Ele explica que a agroecologia, além de não fazer uso de venenos químicos e biológicos no solo, nas sementes e nos produtos finais, é também uma forma de organização social e ambiental. As condições do trabalho e a escolha do local são levados em conta.
Os produtos agroecológicos se afastam cada vez mais do modelo de produção do agronegócio
A produção é diversificada em espécies e há um cuidado em preservar as sementes crioulas, por exemplo. Assim como acontece com os orgânicos, a produto agroecológico também recebe selos e certificados, como o do tradicional Instituto de Mercado Ecológico.
“A agroecologia quer superar o uso de venenos, mudar a convivência com a natureza e produzir, cada vez mais, uma maior quantidade de espécies”, explica Cássio, de 23 anos. Ele é educador nas Escolas do Campo do MST e vive em um assentamento em Wenceslau Guimarães, Bahia.
Para ele, os orgânicos têm sido incorporados pelo agronegócio. “A gente pode ter uma produção capitalista, em larga escala, monocultora e que pode ser orgânica”, explica Cássio. Enquanto isso, os produtos agroecológicos se colocam como um ponto de resistência e se afastam cada vez mais desse modelo de produção. Eles resgatam técnicas menos agressivas, como o rodízio de culturas, por exemplo, e valorizam a agricultura familiar.
Percalços
As dificuldades para chegar a uma produção agroecológica e orgânica são grandes.

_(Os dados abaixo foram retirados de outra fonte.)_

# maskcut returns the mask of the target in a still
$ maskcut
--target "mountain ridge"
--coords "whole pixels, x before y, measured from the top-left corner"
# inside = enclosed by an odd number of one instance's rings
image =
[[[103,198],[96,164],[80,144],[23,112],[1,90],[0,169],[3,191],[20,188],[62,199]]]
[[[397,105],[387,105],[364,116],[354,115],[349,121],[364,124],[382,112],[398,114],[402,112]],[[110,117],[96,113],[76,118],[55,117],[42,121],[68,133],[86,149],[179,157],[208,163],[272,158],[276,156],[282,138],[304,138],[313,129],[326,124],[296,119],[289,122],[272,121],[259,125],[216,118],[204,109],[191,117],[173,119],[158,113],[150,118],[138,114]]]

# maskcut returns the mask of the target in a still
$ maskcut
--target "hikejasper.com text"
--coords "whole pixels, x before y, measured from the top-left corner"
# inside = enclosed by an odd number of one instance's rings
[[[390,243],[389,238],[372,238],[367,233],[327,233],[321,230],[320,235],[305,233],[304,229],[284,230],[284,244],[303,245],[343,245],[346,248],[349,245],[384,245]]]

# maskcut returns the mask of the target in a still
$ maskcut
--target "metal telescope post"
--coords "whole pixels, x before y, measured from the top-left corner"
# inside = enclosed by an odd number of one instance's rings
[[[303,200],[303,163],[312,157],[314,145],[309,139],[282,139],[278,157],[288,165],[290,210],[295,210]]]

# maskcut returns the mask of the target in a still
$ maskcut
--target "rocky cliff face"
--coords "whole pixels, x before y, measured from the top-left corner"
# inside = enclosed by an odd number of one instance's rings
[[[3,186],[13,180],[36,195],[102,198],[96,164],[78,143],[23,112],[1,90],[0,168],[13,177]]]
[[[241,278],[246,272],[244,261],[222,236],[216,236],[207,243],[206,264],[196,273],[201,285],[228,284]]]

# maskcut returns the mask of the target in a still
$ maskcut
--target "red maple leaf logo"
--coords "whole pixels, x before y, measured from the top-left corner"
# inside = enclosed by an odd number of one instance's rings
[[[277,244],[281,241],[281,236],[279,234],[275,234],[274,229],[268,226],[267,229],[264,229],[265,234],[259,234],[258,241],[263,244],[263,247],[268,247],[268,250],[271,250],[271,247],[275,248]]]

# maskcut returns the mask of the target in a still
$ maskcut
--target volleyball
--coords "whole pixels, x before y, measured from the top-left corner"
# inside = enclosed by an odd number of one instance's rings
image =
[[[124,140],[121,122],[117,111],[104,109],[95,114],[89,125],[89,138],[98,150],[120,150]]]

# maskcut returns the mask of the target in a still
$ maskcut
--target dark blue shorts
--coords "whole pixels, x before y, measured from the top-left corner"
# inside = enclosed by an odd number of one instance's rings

Segundo Cássio, as dificuldades iniciais são as principais causas da desistência dos agricultores.
“Quando as famílias acampadas que chegam ao lote, geralmente não tem recursos, precisam construir casas, algumas cercas, processos de produção, tudo sem subsídio para a produção orgânica”, explica Cássio. Os incentivos financeiros são geralmente voltados ao agronegócio, setor mais rentável e lucrativo.
“O lobby da bancada ruralista faz com que seus interesses fiquem acima dos da população”, explica Luz Gonzalez, que compõe Secretaria Nacional de Meio Ambiente da CUT. “A agricultura familiar fica refém dessa relação perversa que fragiliza cada vez mais os pequenos agricultores e a agroecologia.”
O objetivo da maioria dos pequenos agricultores, principalmente os assentados, que já produzem de forma agroecológica e sem o uso de agrotóxicos é conseguir o selo orgânico, que valoriza seus produtos.
“É um modelo que requer uma série de burocracias, é muito mais difícil você mostrar que não usa agrotóxicos do que você vender livremente um produto que é cheio de veneno. É muito mais fácil você ser um vendedor de um produto que faz mal para a população e não precisar identificar isso. Enquanto isso, quem produz orgânicos tem uma série de burocracias e dificuldades para conseguir um carimbo”, conclui.
“O processo de transição agroecológica é demorado”, explica Cássio. As plantações no entorno dos assentamentos, muitas vezes participantes do circuito do agronegócio, tem interferência direta. Mesmo que o lavrador pratique a agroecologia, se os fazendeiros no entorno usam agrotóxicos, sua produção não pode ser considerada orgânica, por exemplo.
O controle do mercado de sementes também é um entrave aos produtores dos assentamentos. “Quem depende o mercado tem uma limitação, sim”, explica o engenheiro agrônomo Marcelo Kehl, que orienta assentamentos de Santa Catarina. “Há a questão da transgenia e da monopolização das sementes. Além disso, a maioria das empresas cobram para comprar as sementes delas e reproduzir”, explica.
“As grandes empresas, como a Monsanto, controlam uma série de sementes que você precisa usar com químicos. Para ter a semente você precisa comprar o agrotóxico”, explica Luz.
Marcelo explica que, por ser um mercado muito controlado, a cada ano menos empresas o dominam, o que é muito perigoso para a agricultura familiar, além de colocar em alto risco a diversidade de espécies, que têm tendência a diminuir.
A fim de proteger a biodiversidade, a agroecologia propõe o uso de sementes crioulas, que são produzidas e conservadas pelos agricultores por gerações, não são transgênicas e nem se utilizam de agrotóxicos. “O acesso às sementes orgânicas, às sementes agroecológicas, ainda é muito difícil para o agricultor. Estamos tentando criar, cada vez mais, uma rede de troca de sementes com os povos indígenas na região”, explica Cássio.
Projetos que valem à pena
“No sul da Bahia a realidade é a do monocultivo do eucalipto e café, além do gado. Então a agroecologia, deve ser uma bandeira de luta a ser trabalhada de forma interdisciplinar entre as pessoas”, explica Cássio. Ele é educador do campo na Escola Popular de Agroecologia e Agrofloresta e foi um dos responsáveis pela mobilização que levou, em 2014, a aprovação da agroecologia como disciplina na educação básica.
A projeto tornou-se também uma cartilha, “Agroecologia na Educação Básica” com uma proposta curricular para as escolas do campo. Depois da aprovação em Alcobaça, primeiro município a adotar a medida em suas escolas,a agroecologia ainda foi incorporado, como disciplina, em outros dois municípios da região e seu ensino é feito de forma interdisciplinar em outros onze.
“A agroecologia como disciplina é um marco da luta dentro das escolas contra o agronegócio. Até porque essas empresas também ofereciam, antes, um processo de educação ambiental, mas uma educação ambiental que visa apenas culpabilizar nós, assentados, e as tira totalmente a culpa da destruição da natureza”, conta Cássio.